The rescue effort comes just two weeks after two sailing yachts were shipwrecked at the Outer Banks — one now buried beneath sand and the other left on the beach after running aground.
The sailing vessel in which the rescue took place left Jersey City, New Jersey, en route to Bermuda earlier this month, according to a news release from the U.S. Coast Guard.
The family of the man aboard the Windward Passage boat lost contact with the sailboat on Nov. 6 and as of Nov. 14, the man was overdue.
A signal was sent to boats in the Atlantic and the captain of a ship called the Time Bandit heard the information.
The Time Bandit then “happened upon” an adrift sailing vessel with tattered sails and a missing boom, matching the description of the overdue mariner.

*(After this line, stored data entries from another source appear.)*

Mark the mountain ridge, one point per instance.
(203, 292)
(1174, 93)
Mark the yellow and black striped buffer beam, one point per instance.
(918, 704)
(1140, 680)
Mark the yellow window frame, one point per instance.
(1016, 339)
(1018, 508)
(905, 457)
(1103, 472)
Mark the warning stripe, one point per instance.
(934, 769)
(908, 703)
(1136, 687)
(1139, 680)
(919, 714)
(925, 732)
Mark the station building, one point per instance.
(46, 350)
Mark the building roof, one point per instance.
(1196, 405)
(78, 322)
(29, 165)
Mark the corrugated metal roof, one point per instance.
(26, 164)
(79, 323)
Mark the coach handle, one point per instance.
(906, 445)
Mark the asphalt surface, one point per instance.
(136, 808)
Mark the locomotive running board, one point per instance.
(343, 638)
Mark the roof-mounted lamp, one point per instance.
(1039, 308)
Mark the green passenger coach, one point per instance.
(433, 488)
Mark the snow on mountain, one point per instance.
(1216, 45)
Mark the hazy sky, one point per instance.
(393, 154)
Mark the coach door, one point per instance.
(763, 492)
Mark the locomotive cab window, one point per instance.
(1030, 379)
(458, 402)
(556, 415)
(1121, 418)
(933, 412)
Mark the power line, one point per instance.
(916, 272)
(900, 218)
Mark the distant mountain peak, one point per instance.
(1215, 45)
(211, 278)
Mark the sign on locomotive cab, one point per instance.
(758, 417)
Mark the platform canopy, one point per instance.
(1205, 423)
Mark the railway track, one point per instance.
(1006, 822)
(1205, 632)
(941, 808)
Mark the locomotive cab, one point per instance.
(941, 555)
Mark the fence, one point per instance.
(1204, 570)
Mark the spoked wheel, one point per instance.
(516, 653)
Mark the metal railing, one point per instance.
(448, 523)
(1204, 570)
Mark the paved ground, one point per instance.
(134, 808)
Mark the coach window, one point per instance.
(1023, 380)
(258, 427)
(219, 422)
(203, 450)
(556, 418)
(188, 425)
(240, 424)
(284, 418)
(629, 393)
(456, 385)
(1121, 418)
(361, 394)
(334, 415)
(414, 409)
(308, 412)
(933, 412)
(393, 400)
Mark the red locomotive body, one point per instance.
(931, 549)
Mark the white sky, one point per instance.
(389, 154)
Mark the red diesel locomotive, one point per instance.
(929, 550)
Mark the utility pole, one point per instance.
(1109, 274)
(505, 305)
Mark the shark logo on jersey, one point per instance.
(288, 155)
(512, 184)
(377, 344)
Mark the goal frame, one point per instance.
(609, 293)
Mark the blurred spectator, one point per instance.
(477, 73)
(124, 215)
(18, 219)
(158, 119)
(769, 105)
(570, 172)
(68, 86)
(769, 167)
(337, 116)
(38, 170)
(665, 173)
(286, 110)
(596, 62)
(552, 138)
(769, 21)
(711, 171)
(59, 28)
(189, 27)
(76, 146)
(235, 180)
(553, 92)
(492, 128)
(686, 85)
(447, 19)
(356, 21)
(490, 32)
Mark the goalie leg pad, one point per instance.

“Due to on-scene conditions, the Coast Guard advised against an at-sea transfer” from the disabled yacht to Time Bandit, the news release said.
The captain of the Time Bandit let the Coast Guard know the location of the Windward Passage.
The good Samaritan later wrote about the encounter, noting the seas were rough and the captain on the disabled boat didn’t even appear to notice them when they were just a boat length away.
“Given the state of the boat and its skipper, our guess is he suffered a knockdown,” Stuart Letton, captain of the Time Bandit wrote.
Letton said the Windward Passage’s anchor was adrift and was dragging from the bow.
“The main boom and mainsail had been torn off and was now being towed astern as an extremely effective drogue,” Letton wrote on his blog. “One of the saloon windows was smashed as was a deck hatch. Things weren’t looking good.”
The Coast Guard Cutter Lawrence Lawson arrived on Wednesday and took the sailor aboard.
“The mariner was transported in stable condition and reunited with family Thursday,” the news release said.
An HC-130 Hercules and an MH-60 helicopter — both from Elizabeth City — were dispatched to help in the search and rescue.
“We are pleased that this case resulted in a family reunion,” said Cmdr. Wes Geyer, search and rescue mission coordinator, Coast Guard Atlantic Area. “The search area for this case was nearly twice the size of Texas and the seas are very unforgiving.”